Glaringly, two of the pending criminal cases (Criminal Cases Nos. 93-01-38 and 93-01-39) were submitted for decision way back in 2002 while one civil case (Civil Case No. 92-02-36) was deemed submitted for decision in 1999. In other words, these two criminal cases have been pending resolution for six years, and the civil case for seven years, at the time Judge Gil retired from the service. When viewed in light of the constitutional prescription that lower courts were given only a period of 90 days within which to decide or resolve a case from the time it was submitted for decision, this delay clearly illustrated the gravity of Judge Gil’s incompetence, according to the Supreme Court.

The Court added that a judge must manage his court with a view to the prompt and convenient disposition of its business. Although the Court, in its pursuit of speedy dispensation of justice, was not unmindful of circumstances that may delay the disposition of the cases assigned to judges and its sympathetic to seasonably filed requests for extensions of time to decide cases, however, verification with the Docket Division of the OCA disclosed no such requests for extension of time to decide the cases submitted for decision or any pending motions in the reported cases.

The Court emphasized that failure to decide cases within the reglementary period, without strong and justifiable reason, constituted gross inefficiency warranting the imposition of an administrative sanction on the defaulting judge. The penalty imposed varied in each case; from fine, suspension, suspension and fine, and even dismissal, depending chiefly on the number of cases left undecided within the reglementary period, and other factors, such as the damage suffered by the parties as a result of the delay, the health and age of the judge. In view of Judge Gil’s retirement on August 20, 2008, the only penalty that the Court could impose against him was a fine.

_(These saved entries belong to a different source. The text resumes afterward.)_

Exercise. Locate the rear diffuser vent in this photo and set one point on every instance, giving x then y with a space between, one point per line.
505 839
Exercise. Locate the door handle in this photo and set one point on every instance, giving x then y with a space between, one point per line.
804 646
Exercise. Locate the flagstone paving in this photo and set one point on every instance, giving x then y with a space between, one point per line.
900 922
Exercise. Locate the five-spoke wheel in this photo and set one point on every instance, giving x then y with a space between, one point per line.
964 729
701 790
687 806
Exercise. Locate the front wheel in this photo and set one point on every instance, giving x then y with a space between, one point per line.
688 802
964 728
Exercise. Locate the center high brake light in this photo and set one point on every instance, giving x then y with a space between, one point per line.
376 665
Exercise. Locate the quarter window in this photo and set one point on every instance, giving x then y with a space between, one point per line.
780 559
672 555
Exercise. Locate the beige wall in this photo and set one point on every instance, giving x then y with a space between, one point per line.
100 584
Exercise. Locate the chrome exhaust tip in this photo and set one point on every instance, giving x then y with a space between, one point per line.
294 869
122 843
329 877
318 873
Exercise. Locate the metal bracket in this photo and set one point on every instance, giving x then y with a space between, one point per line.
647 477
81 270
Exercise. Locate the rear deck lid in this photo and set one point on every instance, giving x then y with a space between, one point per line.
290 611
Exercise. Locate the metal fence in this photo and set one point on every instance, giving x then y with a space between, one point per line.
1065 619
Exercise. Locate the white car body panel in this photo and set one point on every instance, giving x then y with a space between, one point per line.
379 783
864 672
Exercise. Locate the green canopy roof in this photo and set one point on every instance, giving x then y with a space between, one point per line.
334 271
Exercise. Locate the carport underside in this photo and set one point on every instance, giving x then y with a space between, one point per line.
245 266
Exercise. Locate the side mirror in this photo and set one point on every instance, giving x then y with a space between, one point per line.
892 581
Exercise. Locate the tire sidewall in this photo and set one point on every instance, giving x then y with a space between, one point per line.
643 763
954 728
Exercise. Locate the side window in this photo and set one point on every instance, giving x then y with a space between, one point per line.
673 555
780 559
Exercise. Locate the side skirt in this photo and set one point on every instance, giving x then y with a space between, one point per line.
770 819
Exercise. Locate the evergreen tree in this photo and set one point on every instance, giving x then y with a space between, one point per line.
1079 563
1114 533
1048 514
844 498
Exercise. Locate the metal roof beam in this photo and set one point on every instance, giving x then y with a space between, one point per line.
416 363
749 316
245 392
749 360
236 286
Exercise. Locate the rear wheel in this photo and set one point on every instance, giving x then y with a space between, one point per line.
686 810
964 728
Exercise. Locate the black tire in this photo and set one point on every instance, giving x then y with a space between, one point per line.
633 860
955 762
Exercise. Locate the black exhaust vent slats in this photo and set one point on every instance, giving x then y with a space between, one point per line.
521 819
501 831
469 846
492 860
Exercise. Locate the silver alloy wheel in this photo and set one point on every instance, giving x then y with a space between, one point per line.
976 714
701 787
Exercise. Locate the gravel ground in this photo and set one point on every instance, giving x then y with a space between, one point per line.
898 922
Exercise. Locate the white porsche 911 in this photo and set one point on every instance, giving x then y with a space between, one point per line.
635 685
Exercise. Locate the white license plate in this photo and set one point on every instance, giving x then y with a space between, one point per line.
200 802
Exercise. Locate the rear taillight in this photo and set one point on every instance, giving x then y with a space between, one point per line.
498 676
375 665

The Court stated that Judge Gil’s actuations indicated an indifference to the plight of litigants and a blatant disregard of their right to speedy disposition of their cases. Hence, the Court determined that the penalty of P50,000.00 was commensurate to his infractions particularly because it was not the first time that Judge Gil had been sanctioned by the Court for undue delay in resolving cases. Judge Gil had been previously fined P5,000.00 for undue delay in resolving a land registration case. In another case, Judge Gil was also fined P2,000.00 for not complying promptly with an order of this Court to conduct an investigation on an administrative complaint against a lawyer. In both cases, the Court sternly warned Judge Gil that repetition of the same or similar offense would be dealt with more severely.